ランニングの練習をしていますと、月間200 km以上とか週間50 km以上など、つい走行距離にこだわってしまう方が多いようですが、上達のためには走行距離よりも練習の内容と質の方が大切です。


1.ランニングの上達には一定の走行距離が必要

ランニングが上達していくには、ある一定の走行距離が必要になることは間違いありません。

例えば、月間走行距離が10 kmの状態でフルマラソンを完走できるかと問われましたら、非常に困難である、としか回答できません。

ですが月間走行距離が200 kmであれば、完走できる可能性はぐっと近づきます。


2.走る距離を伸ばしても速く走れない

ランニングの上達には、ともかく走行距離を伸ばす必要がある、と考えている方は多いようです。

サブ4を達成するためには月間走行距離が200 km以上は必要だとか、サブ3なら300 kmや400 kmくらい走り込まないとだめだ、という話を耳にすることも多いのではないでしょうか。

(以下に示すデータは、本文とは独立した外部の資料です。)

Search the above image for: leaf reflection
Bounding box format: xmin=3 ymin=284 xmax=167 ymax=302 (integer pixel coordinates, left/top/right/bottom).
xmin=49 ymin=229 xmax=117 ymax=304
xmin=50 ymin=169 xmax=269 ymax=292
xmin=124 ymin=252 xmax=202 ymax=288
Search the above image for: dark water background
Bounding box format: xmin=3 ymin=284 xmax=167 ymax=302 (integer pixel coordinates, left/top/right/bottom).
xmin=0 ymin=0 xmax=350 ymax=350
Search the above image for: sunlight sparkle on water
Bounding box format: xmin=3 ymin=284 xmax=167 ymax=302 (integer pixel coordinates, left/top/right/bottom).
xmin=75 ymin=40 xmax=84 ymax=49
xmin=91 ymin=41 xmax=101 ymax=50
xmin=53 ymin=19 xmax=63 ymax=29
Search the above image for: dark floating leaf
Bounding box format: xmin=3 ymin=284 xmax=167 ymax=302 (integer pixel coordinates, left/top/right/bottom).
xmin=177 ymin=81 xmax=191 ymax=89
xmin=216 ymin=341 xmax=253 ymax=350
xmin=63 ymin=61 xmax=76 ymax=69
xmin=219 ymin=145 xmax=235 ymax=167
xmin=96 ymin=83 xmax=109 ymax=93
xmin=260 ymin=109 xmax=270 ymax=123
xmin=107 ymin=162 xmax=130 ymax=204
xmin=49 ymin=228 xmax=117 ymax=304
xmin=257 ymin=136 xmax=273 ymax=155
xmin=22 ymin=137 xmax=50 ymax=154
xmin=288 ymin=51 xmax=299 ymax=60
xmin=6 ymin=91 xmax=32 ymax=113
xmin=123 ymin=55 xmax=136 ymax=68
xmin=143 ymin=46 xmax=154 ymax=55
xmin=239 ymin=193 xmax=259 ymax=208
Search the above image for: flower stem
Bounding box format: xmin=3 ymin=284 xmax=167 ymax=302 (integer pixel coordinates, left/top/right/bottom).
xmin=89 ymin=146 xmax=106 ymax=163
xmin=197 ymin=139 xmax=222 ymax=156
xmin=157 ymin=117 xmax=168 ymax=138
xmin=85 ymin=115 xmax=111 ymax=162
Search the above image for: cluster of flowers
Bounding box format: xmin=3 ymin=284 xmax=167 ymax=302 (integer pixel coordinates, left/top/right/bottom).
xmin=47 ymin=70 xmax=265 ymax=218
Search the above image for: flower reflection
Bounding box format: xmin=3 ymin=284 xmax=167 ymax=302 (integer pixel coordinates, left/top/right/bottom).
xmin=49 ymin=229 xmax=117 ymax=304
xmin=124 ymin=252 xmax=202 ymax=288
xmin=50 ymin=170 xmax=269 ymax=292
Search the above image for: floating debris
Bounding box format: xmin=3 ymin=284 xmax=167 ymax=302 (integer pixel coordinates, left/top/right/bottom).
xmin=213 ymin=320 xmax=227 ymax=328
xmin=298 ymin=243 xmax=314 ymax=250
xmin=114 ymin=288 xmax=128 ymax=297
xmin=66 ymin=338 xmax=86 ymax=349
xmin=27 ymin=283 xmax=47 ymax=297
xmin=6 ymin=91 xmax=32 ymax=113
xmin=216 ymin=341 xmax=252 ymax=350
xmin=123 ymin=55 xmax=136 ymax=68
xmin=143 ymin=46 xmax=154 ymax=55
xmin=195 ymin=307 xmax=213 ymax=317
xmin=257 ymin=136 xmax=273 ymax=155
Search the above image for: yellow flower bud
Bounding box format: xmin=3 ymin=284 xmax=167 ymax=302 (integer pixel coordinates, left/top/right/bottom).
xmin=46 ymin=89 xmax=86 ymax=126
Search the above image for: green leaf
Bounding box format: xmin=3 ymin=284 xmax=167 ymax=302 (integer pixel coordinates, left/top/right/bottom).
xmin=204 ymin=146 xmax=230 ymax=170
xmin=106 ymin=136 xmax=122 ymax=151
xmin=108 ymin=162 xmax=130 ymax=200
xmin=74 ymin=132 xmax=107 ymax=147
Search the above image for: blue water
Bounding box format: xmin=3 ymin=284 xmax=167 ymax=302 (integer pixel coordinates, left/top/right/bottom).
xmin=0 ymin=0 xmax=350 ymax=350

月間の走行距離が200 kmや300 kmといった距離を走ることでマラソンの完走はできるかもしれませんが、サブ4やサブ3が達成できるとは言えないのです。


3.練習の質と内容が大切

マラソンでサブ4やサブ3を達成するためには、練習の質と内容が重要になります。

質と内容の高い練習を積み重ねた結果として、走行距離が200 kmや300 kmになるのであって、質と内容が伴わない練習で200 kmや300 kmを走っても、ほとんど意味がありません。




例えば、月間走行距離が300 kmのランナーと150 kmのランナーがいたとします。

両者には2倍の走行距離の差がありますが、月間走行距離が300 kmのランナーは、走行距離を稼ぐために、ほとんどがジョギングだけの練習しかしていません。

一方で、月間走行距離150 kmのランナーは、ビルドアップ走やロング走、坂道ダッシュなど、メリハリのある練習をしています。

さて、あなたは、どちらのランナーの方が早く上達すると思いますか。


4.■見出し

あなたがランニングの練習をしているのは、ランニングの上達が目的ではないでしょうか。

ランニングが上達するためには、何を強化すれば良いのか——例えばスピードであったり、ランニングフォームであったり——を、しかりと分析して練習メニューを考えて走るようにしましょう。

練習の目的 を忘れて、走行距離を伸ばすことに執着してランニングを続けたとしても上達は見込めないどころか、かえって逆効果になることがあります。

例えば、あと10 kmで月間走行距離の目標が達成できるからと言って、膝の痛みがあるのに無理をして走ったとしたら、ランニングが上達するどころか膝を故障してしまいかねません。

ランニングの上達という目的を忘れなければ、走行距離にこだわりがなくなり、練習の質と内容を重視して走ることができるでしょう。